Publisher's Note: The kids are listening
A comments section isn't a community. A neighborhood is.
New state data shows Alexandria students trailing Virginia averages in every tested subject. I reported on that earlier today. The numbers are what they are.
It’s okay to look at the data and want more. We should expect more. High expectations aren’t the problem.
But I’ve been thinking about how we talk about it.
Scroll through the comments on any school story. Attend a school board meeting. Listen to how neighbors talk about “failing” schools. We get loud about the bad news. We share it, debate it, and use it as proof of what we already believe.
When’s the last time a good news story about our schools got that same energy?
I think about the kids. They hear everything. They hear “failing.” They hear “behind.” They hear the sighs, the frustration, and the debates about what to do with their school.
I know because I was one of those kids.
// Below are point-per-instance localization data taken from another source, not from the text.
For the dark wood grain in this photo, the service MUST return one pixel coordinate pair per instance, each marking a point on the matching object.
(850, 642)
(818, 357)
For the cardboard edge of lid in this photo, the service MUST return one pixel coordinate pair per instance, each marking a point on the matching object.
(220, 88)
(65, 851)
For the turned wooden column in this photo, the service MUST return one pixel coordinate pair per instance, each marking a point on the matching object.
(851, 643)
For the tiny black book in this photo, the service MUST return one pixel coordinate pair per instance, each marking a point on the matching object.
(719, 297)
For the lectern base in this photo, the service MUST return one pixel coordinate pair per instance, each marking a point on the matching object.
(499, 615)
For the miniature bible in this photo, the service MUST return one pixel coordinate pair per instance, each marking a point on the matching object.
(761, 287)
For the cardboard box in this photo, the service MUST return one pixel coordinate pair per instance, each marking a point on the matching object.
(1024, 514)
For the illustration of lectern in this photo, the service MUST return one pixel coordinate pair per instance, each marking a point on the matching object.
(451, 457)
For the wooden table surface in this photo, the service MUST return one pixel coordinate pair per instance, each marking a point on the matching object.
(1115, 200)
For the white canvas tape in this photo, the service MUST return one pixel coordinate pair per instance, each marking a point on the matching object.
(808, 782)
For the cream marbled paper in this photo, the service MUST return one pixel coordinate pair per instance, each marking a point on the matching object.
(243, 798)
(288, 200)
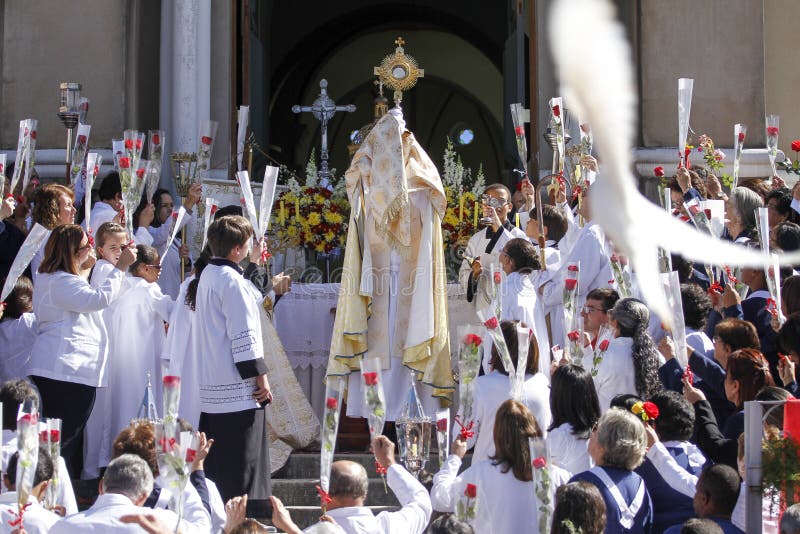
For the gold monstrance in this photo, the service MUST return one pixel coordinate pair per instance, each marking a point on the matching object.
(399, 71)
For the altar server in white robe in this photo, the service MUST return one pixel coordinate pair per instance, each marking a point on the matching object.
(137, 335)
(593, 252)
(17, 331)
(519, 299)
(233, 375)
(170, 279)
(483, 248)
(500, 489)
(110, 239)
(494, 388)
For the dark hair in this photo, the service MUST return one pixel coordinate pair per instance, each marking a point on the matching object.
(226, 233)
(606, 295)
(110, 187)
(573, 399)
(632, 318)
(523, 254)
(737, 334)
(509, 329)
(61, 249)
(696, 306)
(675, 420)
(20, 300)
(555, 221)
(46, 204)
(157, 204)
(625, 401)
(579, 507)
(145, 255)
(787, 236)
(191, 290)
(696, 525)
(720, 483)
(788, 339)
(449, 524)
(513, 425)
(139, 439)
(13, 394)
(790, 294)
(751, 370)
(44, 468)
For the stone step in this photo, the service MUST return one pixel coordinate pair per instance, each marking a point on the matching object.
(303, 492)
(306, 465)
(305, 516)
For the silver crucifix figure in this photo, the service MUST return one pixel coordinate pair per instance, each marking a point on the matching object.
(323, 109)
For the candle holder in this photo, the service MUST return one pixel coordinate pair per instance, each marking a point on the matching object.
(184, 170)
(69, 113)
(413, 432)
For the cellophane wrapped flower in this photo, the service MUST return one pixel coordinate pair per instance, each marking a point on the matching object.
(542, 482)
(50, 439)
(773, 129)
(28, 449)
(443, 434)
(622, 278)
(467, 505)
(171, 397)
(604, 337)
(208, 132)
(469, 362)
(334, 390)
(175, 452)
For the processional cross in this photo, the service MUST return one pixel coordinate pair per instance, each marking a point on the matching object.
(323, 109)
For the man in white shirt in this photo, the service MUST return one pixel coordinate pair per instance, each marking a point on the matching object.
(37, 519)
(483, 248)
(125, 486)
(349, 491)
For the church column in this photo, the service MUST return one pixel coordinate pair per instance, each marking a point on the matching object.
(185, 81)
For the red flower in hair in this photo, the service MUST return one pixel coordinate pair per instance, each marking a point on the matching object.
(471, 491)
(472, 339)
(441, 425)
(370, 378)
(172, 380)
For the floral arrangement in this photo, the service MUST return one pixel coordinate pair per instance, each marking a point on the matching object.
(646, 410)
(311, 215)
(467, 506)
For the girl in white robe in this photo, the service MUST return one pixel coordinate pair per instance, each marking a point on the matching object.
(137, 331)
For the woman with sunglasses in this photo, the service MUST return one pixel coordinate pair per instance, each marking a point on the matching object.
(69, 355)
(137, 336)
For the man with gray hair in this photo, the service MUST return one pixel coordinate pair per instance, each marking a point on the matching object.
(125, 486)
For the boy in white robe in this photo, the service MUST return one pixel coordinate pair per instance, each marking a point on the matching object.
(233, 376)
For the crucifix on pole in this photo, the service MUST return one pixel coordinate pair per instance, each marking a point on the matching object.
(323, 109)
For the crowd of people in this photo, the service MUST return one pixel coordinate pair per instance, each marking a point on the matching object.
(637, 441)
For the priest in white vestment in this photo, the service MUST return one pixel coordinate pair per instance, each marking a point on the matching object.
(393, 298)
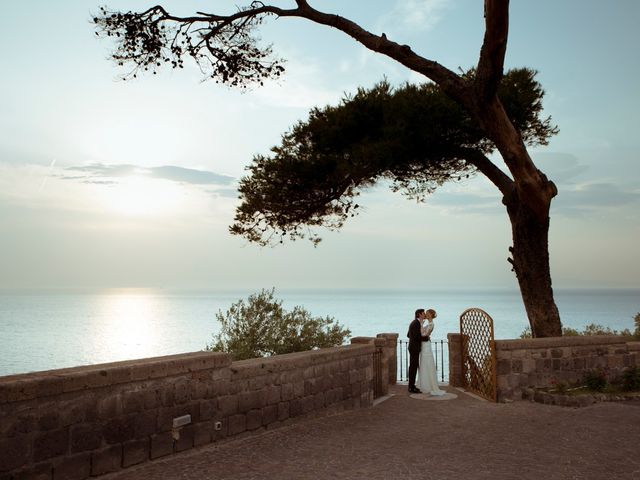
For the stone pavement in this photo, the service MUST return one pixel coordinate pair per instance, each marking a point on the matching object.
(407, 438)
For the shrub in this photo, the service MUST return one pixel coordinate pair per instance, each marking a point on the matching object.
(595, 380)
(631, 379)
(260, 327)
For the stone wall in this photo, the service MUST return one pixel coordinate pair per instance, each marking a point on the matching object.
(88, 421)
(540, 362)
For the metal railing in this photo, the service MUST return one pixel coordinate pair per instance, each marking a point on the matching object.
(442, 360)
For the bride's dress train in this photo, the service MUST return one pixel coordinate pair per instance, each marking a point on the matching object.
(427, 380)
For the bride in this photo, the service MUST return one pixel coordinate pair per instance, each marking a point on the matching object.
(427, 377)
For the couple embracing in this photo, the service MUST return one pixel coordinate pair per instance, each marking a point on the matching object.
(421, 363)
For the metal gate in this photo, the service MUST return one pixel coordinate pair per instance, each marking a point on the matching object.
(478, 353)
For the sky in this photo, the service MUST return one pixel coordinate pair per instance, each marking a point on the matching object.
(113, 184)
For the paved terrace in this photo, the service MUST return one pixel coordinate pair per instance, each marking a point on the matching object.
(408, 438)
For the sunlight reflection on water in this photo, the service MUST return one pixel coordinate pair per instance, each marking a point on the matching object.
(42, 331)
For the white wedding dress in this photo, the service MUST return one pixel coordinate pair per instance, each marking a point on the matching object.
(427, 380)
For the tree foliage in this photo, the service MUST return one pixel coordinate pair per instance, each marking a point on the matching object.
(260, 327)
(475, 119)
(228, 52)
(416, 137)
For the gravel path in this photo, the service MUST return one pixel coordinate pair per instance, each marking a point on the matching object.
(407, 438)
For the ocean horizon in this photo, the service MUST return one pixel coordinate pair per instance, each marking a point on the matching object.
(57, 328)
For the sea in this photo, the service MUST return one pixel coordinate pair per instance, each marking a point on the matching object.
(51, 330)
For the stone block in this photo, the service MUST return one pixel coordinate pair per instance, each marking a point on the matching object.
(250, 400)
(109, 407)
(220, 387)
(200, 389)
(41, 471)
(145, 424)
(167, 396)
(298, 389)
(14, 452)
(106, 460)
(269, 414)
(272, 394)
(318, 401)
(516, 366)
(133, 402)
(222, 432)
(579, 364)
(309, 386)
(283, 411)
(556, 353)
(208, 409)
(150, 399)
(254, 419)
(164, 419)
(295, 407)
(286, 391)
(85, 437)
(51, 444)
(258, 382)
(119, 430)
(49, 420)
(75, 467)
(184, 440)
(182, 392)
(228, 405)
(202, 433)
(136, 451)
(356, 389)
(20, 424)
(161, 445)
(308, 404)
(504, 367)
(236, 424)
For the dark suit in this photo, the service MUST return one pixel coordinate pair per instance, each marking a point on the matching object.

Not here, but in Rhode Island. Foster care, homeless, bounced around. I heard what adults said about kids like me. I heard what they expected. And I almost became it.
The data matters. But so does this: the story we tell about our kids and our schools becomes the ceiling they believe is there.
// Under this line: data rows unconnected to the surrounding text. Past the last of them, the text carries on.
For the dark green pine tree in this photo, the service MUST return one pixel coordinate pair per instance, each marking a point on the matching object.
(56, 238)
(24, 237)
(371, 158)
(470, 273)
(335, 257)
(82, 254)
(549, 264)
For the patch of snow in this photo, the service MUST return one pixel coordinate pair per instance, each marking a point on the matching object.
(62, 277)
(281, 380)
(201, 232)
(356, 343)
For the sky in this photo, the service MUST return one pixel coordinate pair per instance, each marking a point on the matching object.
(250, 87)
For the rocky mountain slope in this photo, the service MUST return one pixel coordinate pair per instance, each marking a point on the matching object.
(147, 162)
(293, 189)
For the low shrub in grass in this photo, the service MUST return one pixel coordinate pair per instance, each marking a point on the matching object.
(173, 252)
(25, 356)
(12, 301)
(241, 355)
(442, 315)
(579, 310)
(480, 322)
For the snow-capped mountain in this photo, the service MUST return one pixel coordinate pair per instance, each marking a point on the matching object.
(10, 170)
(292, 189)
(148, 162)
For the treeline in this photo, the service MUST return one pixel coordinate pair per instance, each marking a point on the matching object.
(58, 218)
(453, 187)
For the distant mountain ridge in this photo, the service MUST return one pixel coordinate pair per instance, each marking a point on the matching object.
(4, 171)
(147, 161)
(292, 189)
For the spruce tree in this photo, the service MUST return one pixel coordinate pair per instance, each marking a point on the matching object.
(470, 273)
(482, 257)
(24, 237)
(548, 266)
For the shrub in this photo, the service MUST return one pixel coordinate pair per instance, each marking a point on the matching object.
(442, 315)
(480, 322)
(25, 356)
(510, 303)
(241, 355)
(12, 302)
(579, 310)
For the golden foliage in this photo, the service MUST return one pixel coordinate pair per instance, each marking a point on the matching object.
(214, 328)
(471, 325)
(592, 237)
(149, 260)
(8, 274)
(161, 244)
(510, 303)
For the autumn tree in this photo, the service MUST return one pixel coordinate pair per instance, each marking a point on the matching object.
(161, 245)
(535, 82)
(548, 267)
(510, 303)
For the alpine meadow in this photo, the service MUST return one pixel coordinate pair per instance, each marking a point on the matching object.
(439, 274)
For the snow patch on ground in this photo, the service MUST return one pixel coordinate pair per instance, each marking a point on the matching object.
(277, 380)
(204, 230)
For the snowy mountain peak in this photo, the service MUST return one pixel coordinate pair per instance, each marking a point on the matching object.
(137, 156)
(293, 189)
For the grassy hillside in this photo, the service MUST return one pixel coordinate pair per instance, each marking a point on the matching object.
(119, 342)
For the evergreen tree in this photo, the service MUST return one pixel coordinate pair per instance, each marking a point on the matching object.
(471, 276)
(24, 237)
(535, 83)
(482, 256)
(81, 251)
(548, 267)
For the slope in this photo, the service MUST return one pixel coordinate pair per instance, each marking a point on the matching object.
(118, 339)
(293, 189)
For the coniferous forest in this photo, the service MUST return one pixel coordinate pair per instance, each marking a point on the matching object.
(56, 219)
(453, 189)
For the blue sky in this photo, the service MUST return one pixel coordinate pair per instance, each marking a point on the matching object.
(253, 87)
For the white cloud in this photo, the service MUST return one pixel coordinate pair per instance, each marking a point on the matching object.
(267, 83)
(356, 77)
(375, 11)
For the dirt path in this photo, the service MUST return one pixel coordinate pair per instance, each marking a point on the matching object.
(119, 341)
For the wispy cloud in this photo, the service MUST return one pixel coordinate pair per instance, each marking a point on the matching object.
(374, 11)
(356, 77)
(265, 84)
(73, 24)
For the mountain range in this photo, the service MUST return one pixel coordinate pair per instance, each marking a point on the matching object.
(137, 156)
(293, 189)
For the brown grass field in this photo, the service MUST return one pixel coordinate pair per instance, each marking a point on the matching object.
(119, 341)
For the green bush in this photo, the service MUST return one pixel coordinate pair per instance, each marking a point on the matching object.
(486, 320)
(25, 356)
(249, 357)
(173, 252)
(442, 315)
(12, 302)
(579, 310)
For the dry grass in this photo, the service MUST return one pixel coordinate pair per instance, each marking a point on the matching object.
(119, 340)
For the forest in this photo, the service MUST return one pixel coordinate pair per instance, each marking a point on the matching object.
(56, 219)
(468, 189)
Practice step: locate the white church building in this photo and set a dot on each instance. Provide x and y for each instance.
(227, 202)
Expect more. Demand more. But maybe also ask: when something goes right, do I share that with the same energy? When a kid succeeds, do I notice? When a school improves, does it get the same attention as when it struggles?
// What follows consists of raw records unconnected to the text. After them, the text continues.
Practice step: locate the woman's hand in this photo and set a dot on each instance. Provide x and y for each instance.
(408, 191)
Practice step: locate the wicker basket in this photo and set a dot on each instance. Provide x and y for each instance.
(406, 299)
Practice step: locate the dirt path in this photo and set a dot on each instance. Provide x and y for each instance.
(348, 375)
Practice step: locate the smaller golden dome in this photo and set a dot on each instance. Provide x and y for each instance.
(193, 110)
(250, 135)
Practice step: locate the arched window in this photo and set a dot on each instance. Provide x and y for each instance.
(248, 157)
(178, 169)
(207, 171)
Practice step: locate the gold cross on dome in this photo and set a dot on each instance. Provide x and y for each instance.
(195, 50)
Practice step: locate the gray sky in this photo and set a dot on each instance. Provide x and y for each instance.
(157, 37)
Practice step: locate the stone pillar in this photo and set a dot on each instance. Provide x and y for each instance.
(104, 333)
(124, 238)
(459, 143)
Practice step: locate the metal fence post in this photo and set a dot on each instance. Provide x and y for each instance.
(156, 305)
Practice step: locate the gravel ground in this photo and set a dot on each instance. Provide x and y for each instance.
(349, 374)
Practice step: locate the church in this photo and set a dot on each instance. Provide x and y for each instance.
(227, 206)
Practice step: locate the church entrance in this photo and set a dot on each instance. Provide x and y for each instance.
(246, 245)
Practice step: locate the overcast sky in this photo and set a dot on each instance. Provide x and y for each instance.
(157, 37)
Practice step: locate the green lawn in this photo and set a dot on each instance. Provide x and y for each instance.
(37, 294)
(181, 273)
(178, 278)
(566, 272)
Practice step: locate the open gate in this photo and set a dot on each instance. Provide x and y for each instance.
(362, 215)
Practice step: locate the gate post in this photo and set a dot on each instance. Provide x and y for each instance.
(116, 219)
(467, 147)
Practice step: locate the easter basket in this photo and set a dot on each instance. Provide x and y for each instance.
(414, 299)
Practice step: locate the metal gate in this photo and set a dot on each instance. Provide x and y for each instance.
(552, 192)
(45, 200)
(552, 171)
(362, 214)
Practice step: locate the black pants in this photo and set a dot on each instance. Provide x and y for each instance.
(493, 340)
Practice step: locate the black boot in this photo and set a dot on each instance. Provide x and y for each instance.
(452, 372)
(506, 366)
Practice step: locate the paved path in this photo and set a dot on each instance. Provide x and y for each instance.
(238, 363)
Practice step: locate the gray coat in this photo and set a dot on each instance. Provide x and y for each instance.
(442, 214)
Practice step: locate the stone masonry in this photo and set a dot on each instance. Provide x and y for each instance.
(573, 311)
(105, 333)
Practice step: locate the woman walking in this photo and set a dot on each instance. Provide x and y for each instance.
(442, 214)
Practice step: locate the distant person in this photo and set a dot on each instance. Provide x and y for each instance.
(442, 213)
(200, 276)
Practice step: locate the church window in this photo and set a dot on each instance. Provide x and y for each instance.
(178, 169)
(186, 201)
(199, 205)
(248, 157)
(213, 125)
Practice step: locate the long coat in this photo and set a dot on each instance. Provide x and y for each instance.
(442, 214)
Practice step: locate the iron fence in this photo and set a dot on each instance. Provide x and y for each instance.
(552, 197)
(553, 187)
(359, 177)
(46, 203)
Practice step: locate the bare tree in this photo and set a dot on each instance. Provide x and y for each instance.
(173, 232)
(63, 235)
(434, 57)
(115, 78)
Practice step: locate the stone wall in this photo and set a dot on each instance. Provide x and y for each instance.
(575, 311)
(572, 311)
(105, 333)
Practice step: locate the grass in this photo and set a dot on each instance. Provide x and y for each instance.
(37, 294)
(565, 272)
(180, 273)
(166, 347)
The kids are listening. What do we want them to hear?
What we do next
It’s easy to post frustration online. It’s harder to show up.
I’ve been reading the comments on social media. Lots of blame. School board. Central office. Superintendent. “Where are the property taxes going?” Frustration everywhere. Almost nobody is asking: What can I do?
But buried in those same threads, I saw something else. Neighbors are celebrating real progress at Jefferson-Houston, a school the community organized around and fought to protect. According to community members analyzing the data, Black students and economically disadvantaged students are showing meaningful gains in reading and math. A school that some wrote off is proving what’s possible.
That didn’t happen because people posted about it. It happened because people showed up. Parents. Neighbors. Teachers. Community members who refused to give up on those kids.
Schools aren’t going to fix this alone. Programs aren’t going to fix it. The solution isn’t another committee or another task force.
It’s us. Neighbors. People who live here.
So instead of the next thread about what’s wrong, what if we asked different questions:
What can I do? Not the school board. Not the superintendent. Me.
Is there a kid in my orbit who could use an adult in their corner? A tutor, a mentor, someone who just notices them?
Is there a teacher I could thank? A classroom I could volunteer in? A school event I could actually attend?
Do I know what’s going well in our schools, or only what’s struggling?
If you don’t know where to start:
ACPS has a volunteer portal. Background check, sign up, show up.
Alexandria Tutoring Consortium pairs adults with kids learning to read. Twice a week. They train you. Last year, 89% of their students met their reading benchmarks.
Or just show up. To a school board meeting. To a basketball game. To the book fair. Presence matters more than you think.
The comments section isn’t a community. A neighborhood is. And neighborhoods are built by people who show up, not just people who have opinions.
The data says we’re behind. Fine. Let’s want more. But let’s also be the kind of neighbors who do something about it. Who show up for these kids like their futures depend on it.
Because they do.
— Ryan Belmore, Publisher


Well said! Thanks for highlighting concrete ways to show up and help Alexandria students. The Alexandria Tutoring Consortium (Book Buddies) is especially well-run, rewarding, and impactful.
All of this. I commented that we all need to help these kids. No one paid attention.